In our everyday lives we are as much immersed in magnetic fields as we are in air. Unlike the air, however, we don’t notice the magnetism, even during magnetic storms.
This image shows magnetic field lines. They are a bit like contours on a map. Just like contours, the distance between the field lines indicates the strength of the field in that area (the magnetic flux density). Just as closely spaced contours imply a steep slope, so close field lines show a high magnetic field strength. Note the arrows indicating the direction of the field. This determines which way a force from this field acts.
What the picture shows specifically is a geomagnetic field being distorted by a permanent magnet (the rectangle on the right side). Without the magnet, the lines would be parallel, heading diagonally downwards towards the ground (as they down in the bottom left of the picture). This is the way the geomagnetic field looks in the UK. The bar magnet is distorting the natural geomagnetic field locally.
Geomagnetism and the paranormal
It is currently fashionable in paranormal research circles to link geomagnetism with the occurrence of paranormal and anomalous phenomena. Some paranormal group web sites carry geomagnetic ‘weather’ displays.
Various studies have shown apparent (but not highly significant) connections between the timing of paranormal reports (such as ghosts, UFOs, cryptids) and variations in the geomagnetic field. Such studies are not straightforward, though. For instance, what exactly qualifies as a ‘paranormal report’ (see is my house haunted)? Also, many such reports will undoubtedly turn out to have mundane explanations.
Variations in the geomagnetic field (or geomagnetic ‘weather’) are caused by changes in the sun (such as solar flares). Given their origin, you won’t be surprised to learn that such variations affect the whole world magnetic field. However, these changes are not instantaneous everywhere and nor does the field change to the same degree all around the world. This is important because many studies use a planetary index of geomagnetic variation. As the name implies, this measures the average changes across globally spaced sites. It cannot give the exact variations at any given place.
Studies of geomagnetic variation and paranormal reports rely on using large numbers of samples to even out these variabless. However, although the geomagnetic field is everywhere, it is frequently distorted (see left) by local magnetic sources (particularly in urban areas), such as objects made of steel and electrical equipment. These localised distortions can easily exceed those caused by natural geomagnetic weather (see right and this study by ASSAP).

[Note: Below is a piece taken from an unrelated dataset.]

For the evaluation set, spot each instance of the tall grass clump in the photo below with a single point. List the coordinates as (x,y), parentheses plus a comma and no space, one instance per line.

Thus, it would help hugely if magnetic field measurements were made at the site where the paranormal reports occurred and, ideally, while something was being witnessed. Unfortunately, few paranormal researchers have suitable magnetometers to use on site, so the the subject remains shrouded in uncertainty.
Geomagnetic variations (or geomagnetic ‘weather’) are not as dramatic as many people imagine. Though they do cause auroras and can even bring down electrical regional power supplies, local overall field changes are far from dramatic.
A large geomagnetic storm produces a reduction of around 0.5% in the overall field. What is more, this change is spread over many hours. Most storms are far less intense than that. Thus, local field variations are not hugely dramatic at all. It seems doubtful, on the face of it, that such minor field variations could lead to significant changes in the number of paranormal reports though more research is needed.
It has been suggested that more rapid geomagnetic variations could cause hallucinations. These would be in the frequency range used by Michael Persinger to induce hallucinations magnetically in lab experiments. Field-testing these ideas is the subject of the MADS project.
There are some geomagnetic variations that are in the right frequency range to induce hallucinations. They are called Pc1 pulsations (caused by variations in the Earth’s magnetosphere) and they have a frequency range of 0.2 to 5 Hz. However, they are far too weak (typically 0.1nT) to produce hallucinations.
There are also things called ‘Schumann Resonances’ which are caused by lightning resonating around the world. Though they also have suitable frequencies (7.8, 14, 20, 26Hz) they are far too weak at 0.05 nT. For comparison, the geomagnetic field is around 50,000 nT overall in the UK. For more details, see this study by ASSAP.